The last step on my journey was to my medical oncologist. Thankfully, I didn’t require chemo, but for the next five years of medication and regular visits to his office, I felt safe once more. There I added not only Dr. Pruitt to my survival team but his nurse practitioner, Donna Ion, who was and will always be an angel to me and everyone who has the good fortune to be her patient.
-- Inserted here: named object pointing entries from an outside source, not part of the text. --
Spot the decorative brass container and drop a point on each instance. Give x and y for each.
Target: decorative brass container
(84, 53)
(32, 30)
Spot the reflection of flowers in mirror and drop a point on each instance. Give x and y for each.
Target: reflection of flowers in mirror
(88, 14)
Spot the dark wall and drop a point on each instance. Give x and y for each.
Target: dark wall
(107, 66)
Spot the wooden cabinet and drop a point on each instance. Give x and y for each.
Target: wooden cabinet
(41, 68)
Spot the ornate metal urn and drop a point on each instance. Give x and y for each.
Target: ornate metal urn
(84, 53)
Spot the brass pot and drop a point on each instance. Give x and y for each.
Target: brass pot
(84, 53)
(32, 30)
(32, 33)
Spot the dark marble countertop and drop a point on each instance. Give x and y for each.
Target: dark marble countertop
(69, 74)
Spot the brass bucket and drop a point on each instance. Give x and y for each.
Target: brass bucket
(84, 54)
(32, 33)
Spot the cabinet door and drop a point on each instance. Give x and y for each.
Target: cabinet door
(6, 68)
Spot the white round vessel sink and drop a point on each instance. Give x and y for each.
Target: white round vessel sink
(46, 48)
Now after six years, I remain cancer free and I thank God for this blessing daily. Is it possible to go through the cancer experience without being profoundly affected? I don’t think so. During that time, I prayed that I could survive cancer at least long enough for my young grandsons to remember me. That was and still is very important to me. I worried about Jim and how this would affect him and the rest of our family. I suffered with a strong sense of loss of self. I was no longer the pre-cancer “me” but the new post cancer me is okay now, probably much stronger and more compassionate than before. I consider myself to be one of the lucky ones; I still think of cancer everyday, but I don’t dwell on it. I strive to never give the fear of its return control of my life today. I never have cried, “Why me??” Instead I steadfastly say, “Why not me?” How can I ask for more than has been given to so many of my friends who have been diagnosed with cancer or some other catastrophic illness? Planning for future life experiences has taken on a new meaning where I have to prioritize the important events and people in my life. I look back at that time and I am eternally grateful to realize how marvelously each step of my treatment and recovery came together. I have no doubt that I was given the gift of “A God Thing.”
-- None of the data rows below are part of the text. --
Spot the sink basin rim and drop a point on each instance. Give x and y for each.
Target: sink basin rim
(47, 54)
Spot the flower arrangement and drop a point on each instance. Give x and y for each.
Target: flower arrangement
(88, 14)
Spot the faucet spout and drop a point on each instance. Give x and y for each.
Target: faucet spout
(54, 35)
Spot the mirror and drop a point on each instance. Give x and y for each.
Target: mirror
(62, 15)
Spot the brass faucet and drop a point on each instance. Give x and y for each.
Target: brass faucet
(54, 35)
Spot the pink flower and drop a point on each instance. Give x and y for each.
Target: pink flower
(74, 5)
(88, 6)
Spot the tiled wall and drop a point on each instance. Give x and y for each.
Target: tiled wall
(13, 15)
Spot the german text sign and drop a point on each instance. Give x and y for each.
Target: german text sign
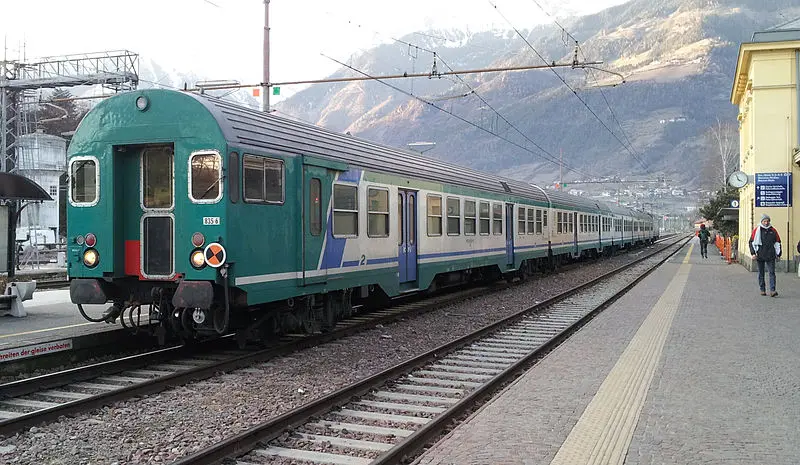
(773, 189)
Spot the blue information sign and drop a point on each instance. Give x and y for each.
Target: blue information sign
(773, 189)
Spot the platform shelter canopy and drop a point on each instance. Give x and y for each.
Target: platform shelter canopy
(16, 187)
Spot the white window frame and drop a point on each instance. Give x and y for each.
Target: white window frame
(334, 210)
(428, 215)
(473, 218)
(385, 214)
(219, 181)
(243, 183)
(72, 201)
(449, 216)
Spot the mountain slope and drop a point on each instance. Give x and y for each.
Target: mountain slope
(677, 56)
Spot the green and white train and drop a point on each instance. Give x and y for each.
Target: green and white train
(197, 216)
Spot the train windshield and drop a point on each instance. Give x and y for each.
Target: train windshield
(205, 177)
(83, 181)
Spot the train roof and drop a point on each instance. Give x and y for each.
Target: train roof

It has been my pleasure to share my story. There are too many more to be told.
Here’s to the Race for the Cure.

Selected startling facts about cancer from the American Cancer Society: Cancer Facts and Figures 2007:


  • Anyone can develop cancer.
  • Since the risk of being diagnosed increases as individuals age, most cases occur in adults who are middle-aged or older.
  • About 77% of cancers are diagnosed in persons 55 or older.
  • In the U.S. men have a slightly less than 1 in 2 lifetime risk of developing cancer;
  • For women the risk is a little more than 1 in 3.
  • About 1,444,920 new cancer cases were expected to be diagnosed in 2007.
  • In the U.S. cancer accounts for 1 out of ever 4 deaths.
  • In Texas in 2007 an estimated 12,220 females would develop breast cancer.
  • In the U.S. 178,480 women would develop breast cancer in 2007.

*These statistics came from The American Cancer Society’s website at
http://www.cancer.org/

My story is told in loving memory of my friends Janice Faulkner who led the way, sharing her strength and courage and Judy Jones Skidmore, who broke our hearts, when she was taken from us way too soon.